Overview#
Chest pain is a symptom that immediately raises concern, and rightly so — cardiovascular disease is the leading cause of death in India, responsible for roughly 28 % of all deaths. However, not all chest pain is heart-related. Studies show that among patients visiting Indian emergency departments with chest pain, fewer than 20 % have a cardiac cause. Common non-cardiac causes include acid reflux (GERD), muscle strain, anxiety, and respiratory infections.
Understanding the nature, location, and associated symptoms of chest pain helps determine urgency.
Common Causes#
- Acid reflux (GERD) — a burning sensation behind the breastbone, often after meals or when lying down. One of the most common causes in India.
- Musculoskeletal pain — chest wall muscle strain or costochondritis (rib-joint inflammation); worsens with movement or pressing.
- Angina / coronary artery disease — pressure-like chest tightness during exertion, relieved by rest. Indicates reduced blood flow to the heart.
- Anxiety / panic attacks — sharp chest pain with rapid heartbeat, sweating, and a feeling of impending doom.
- Pneumonia or pleurisy — sharp pain that worsens on deep breathing or coughing.
- Pulmonary embolism — sudden sharp pain with breathlessness; a medical emergency.
- Myocardial infarction (heart attack) — crushing chest pain radiating to the left arm, jaw, or back, with sweating and nausea.
Associated Symptoms#
Depending on the cause, chest pain may be accompanied by heartburn, palpitations, breathlessness, dizziness, sweating, cough, or radiating pain to the arm, neck, or back.
Home Remedies & Self-Care#
- For suspected acid reflux: avoid spicy, oily foods; eat smaller meals; do not lie down immediately after eating; elevate the head of the bed.
- For muscular pain: apply a warm compress, gently stretch, and take paracetamol for relief.

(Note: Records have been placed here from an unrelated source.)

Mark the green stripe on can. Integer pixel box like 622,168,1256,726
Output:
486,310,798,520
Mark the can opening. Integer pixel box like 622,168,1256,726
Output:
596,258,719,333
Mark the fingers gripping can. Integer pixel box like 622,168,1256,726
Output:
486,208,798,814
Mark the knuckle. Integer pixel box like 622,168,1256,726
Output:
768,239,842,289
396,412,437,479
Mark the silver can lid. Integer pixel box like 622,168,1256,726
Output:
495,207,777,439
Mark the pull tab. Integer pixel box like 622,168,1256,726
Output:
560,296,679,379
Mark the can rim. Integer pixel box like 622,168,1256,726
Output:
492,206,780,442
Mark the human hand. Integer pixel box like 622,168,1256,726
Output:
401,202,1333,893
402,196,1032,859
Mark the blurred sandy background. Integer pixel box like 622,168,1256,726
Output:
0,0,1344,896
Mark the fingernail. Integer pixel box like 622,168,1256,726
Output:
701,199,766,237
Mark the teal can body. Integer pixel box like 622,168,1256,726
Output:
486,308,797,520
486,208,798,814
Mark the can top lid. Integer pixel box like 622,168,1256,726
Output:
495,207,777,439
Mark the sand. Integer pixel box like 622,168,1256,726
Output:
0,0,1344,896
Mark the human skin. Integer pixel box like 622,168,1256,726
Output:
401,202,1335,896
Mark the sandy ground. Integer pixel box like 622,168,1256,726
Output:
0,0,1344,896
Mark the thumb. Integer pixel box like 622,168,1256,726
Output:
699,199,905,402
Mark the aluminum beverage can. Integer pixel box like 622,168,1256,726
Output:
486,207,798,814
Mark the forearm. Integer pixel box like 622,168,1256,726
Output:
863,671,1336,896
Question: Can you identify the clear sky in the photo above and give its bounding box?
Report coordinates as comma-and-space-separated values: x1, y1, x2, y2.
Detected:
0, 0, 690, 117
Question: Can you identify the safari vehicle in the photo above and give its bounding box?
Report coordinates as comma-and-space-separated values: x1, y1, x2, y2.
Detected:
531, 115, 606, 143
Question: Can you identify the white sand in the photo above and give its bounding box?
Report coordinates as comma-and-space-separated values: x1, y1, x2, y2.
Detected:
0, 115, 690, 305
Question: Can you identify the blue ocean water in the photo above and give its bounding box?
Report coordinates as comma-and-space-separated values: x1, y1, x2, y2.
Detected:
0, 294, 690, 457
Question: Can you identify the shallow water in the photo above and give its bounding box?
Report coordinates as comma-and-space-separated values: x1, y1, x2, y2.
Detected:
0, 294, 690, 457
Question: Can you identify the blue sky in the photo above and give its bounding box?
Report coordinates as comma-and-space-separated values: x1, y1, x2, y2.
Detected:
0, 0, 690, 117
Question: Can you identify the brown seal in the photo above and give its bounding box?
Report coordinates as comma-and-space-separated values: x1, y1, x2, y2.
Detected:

- For anxiety-related pain: practise slow deep breathing (4-7-8 technique), progressive muscle relaxation, and reduce caffeine intake.
- Do not self-treat if there is any suspicion of cardiac pain — go to the nearest hospital immediately.
When It's Serious#
Call an ambulance or go to the ER immediately if:
- Chest pain is crushing, pressure-like, or feels like a heavy weight on the chest.
- Pain radiates to the left arm, jaw, neck, or back.
- Pain is accompanied by profuse sweating, nausea, breathlessness, or dizziness.
- There is sudden sharp chest pain with breathlessness (possible pulmonary embolism).
- You have known risk factors: diabetes, hypertension, smoking, family history of heart disease.
> Important: Heart attacks in Indians can occur at younger ages (even in the 30s–40s) and may present atypically, especially in women and diabetics.
Diagnosis & Tests#
Your doctor may order:
- ECG (Electrocardiogram) — the first test for suspected cardiac pain; results in minutes.
- Troponin levels — a blood marker that rises when heart muscle is damaged.
- Lipid Profile — to assess cholesterol and cardiovascular risk.
- Chest X-ray — to evaluate lungs and heart size.
- 2D Echocardiography — ultrasound of the heart to check pumping function.
- TMT (Treadmill Test) — stress test to detect exercise-induced ischaemia.
- D-dimer — if pulmonary embolism is suspected.
When to See a Doctor#
Any new-onset chest pain deserves medical evaluation. If you are above 35, have diabetes, hypertension, or a smoking history, even mild chest discomfort on exertion should be evaluated promptly. Do not ignore or "wait and watch" chest pain — early intervention saves lives.